In a statement, Prime Minister Rowley said his administration “supports Barbados’ position, and that Prime Minister Mottley has Port of Spain’s support.
“PM Mottley has the full support of the government and the people of Trinidad and Tobago, in outlining our principles and vision of Caribbean unity. In the expectation of Caribbean unity, the Prime Minister of Barbados speaks for Trinidad and Tobago,” he said.
Prime Minister Rowley has repeatedly stated that Trinidad and Tobago stands “on its proud history of fairness on the world stage, ranging from opposition to apartheid in South Africa, to opposing the US invasion of Grenada”.

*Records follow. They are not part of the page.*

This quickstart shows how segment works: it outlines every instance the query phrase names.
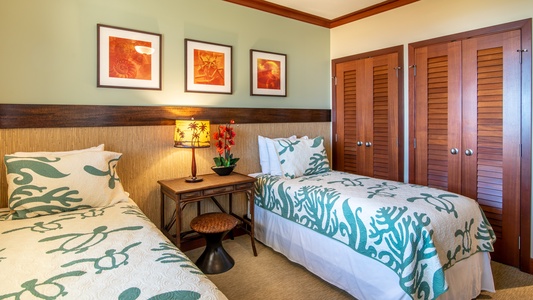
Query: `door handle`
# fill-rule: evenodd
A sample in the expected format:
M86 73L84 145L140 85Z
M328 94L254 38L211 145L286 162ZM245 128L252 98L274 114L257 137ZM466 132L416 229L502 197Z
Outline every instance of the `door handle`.
M366 146L366 147L370 147L370 146L372 146L372 143L371 143L371 142L366 142L366 143L365 143L365 146Z
M466 151L465 151L465 155L466 155L466 156L471 156L472 154L474 154L474 150L472 150L472 149L466 149Z
M450 153L453 154L453 155L455 155L455 154L459 153L459 149L457 149L457 148L452 148L452 149L450 149Z
M363 146L363 142L357 141L357 146Z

Pompeo, who is visiting several countries in Latin America, said his two-day visit to Kingston, from Tuesday, will allow him to meet with “many Caribbean leaders to discuss how we can all work together, to promote our common democratic values and prosperity for all of our people,” adding “I’m looking forward to a fantastic set of meetings”.

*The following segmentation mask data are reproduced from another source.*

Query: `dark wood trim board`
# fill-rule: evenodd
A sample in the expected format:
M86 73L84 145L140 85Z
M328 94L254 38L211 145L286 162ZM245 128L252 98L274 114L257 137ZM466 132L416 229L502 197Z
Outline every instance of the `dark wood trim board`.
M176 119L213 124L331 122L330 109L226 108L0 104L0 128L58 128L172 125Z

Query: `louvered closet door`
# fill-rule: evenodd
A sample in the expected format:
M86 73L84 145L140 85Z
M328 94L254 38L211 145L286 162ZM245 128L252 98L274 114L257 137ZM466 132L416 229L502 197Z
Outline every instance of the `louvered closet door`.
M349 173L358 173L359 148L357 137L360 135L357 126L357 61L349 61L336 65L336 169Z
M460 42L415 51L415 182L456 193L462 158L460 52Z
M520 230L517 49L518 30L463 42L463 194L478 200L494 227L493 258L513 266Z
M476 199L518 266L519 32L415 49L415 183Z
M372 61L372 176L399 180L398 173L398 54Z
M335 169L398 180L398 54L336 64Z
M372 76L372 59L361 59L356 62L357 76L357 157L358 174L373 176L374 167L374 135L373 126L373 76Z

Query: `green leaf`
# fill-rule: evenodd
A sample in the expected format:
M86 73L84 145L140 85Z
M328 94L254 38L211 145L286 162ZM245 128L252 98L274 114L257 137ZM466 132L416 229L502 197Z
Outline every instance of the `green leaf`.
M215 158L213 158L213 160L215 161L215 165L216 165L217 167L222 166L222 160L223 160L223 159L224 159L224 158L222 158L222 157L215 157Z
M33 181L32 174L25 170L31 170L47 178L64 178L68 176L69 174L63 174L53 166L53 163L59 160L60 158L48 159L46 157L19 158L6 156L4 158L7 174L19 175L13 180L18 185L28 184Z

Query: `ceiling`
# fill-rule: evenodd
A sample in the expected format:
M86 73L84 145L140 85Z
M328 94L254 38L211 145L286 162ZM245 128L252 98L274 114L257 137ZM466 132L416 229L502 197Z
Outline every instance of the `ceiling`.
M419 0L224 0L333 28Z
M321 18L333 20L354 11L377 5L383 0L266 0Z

Pompeo said he would also participate in a round-table meeting with the foreign ministers of The Bahamas, Belize, Dominican Republic, Haiti, St. Kitts and Nevis, and St. Lucia.
Another issue on the table will be the current situation in Venezuela, as Washington continues to lead the efforts to remove President, Nicolas Maduro, from office in the South American country in support of the Opposition Leader, Juan Guaido..
At their summit in St. Lucia last July, CARICOM leaders agreed to maintain their position of non-interference and non-intervention in the internal affairs of Venezuela, and agreed also “that mediation-related activities would be continued to be pursued by the Prime Ministers of St. Kitts and Nevis, Barbados and Trinidad and Tobago”.
Earlier, St. Kitts-Nevis Foreign Affairs Minister, Mark Brantley, said the twin-island Federation does not regard the move by Washington, to invite some regional countries to the Kingston meeting, as a means of dividing the 15-member regional integration movement.
“I am not aware, nor has the invitation extended to me suggested, anything at all about CARICOM and, so as far as I am concerned, St. Kitts-Nevis is being given an opportunity to speak to a very high level of the US government on issues that impact us,” Brantley said.
He listed, among those issues, the Citizenship by Investment Programs (CIP), through which foreign investors are granted citizenship of the twin-island Federation, in return for making a substantial financial investment in the socio-economic development of the country.
Brantley said Basseterre would use the opportunity at the meeting to pursue outstanding bilateral issues.
“Well, the Secretary of State for the United States has extended an invitation to St. Kitts-Nevis at the foreign minister level, and we are carefully looking at that, because we have some very important bilateral issues with the United States,” he added.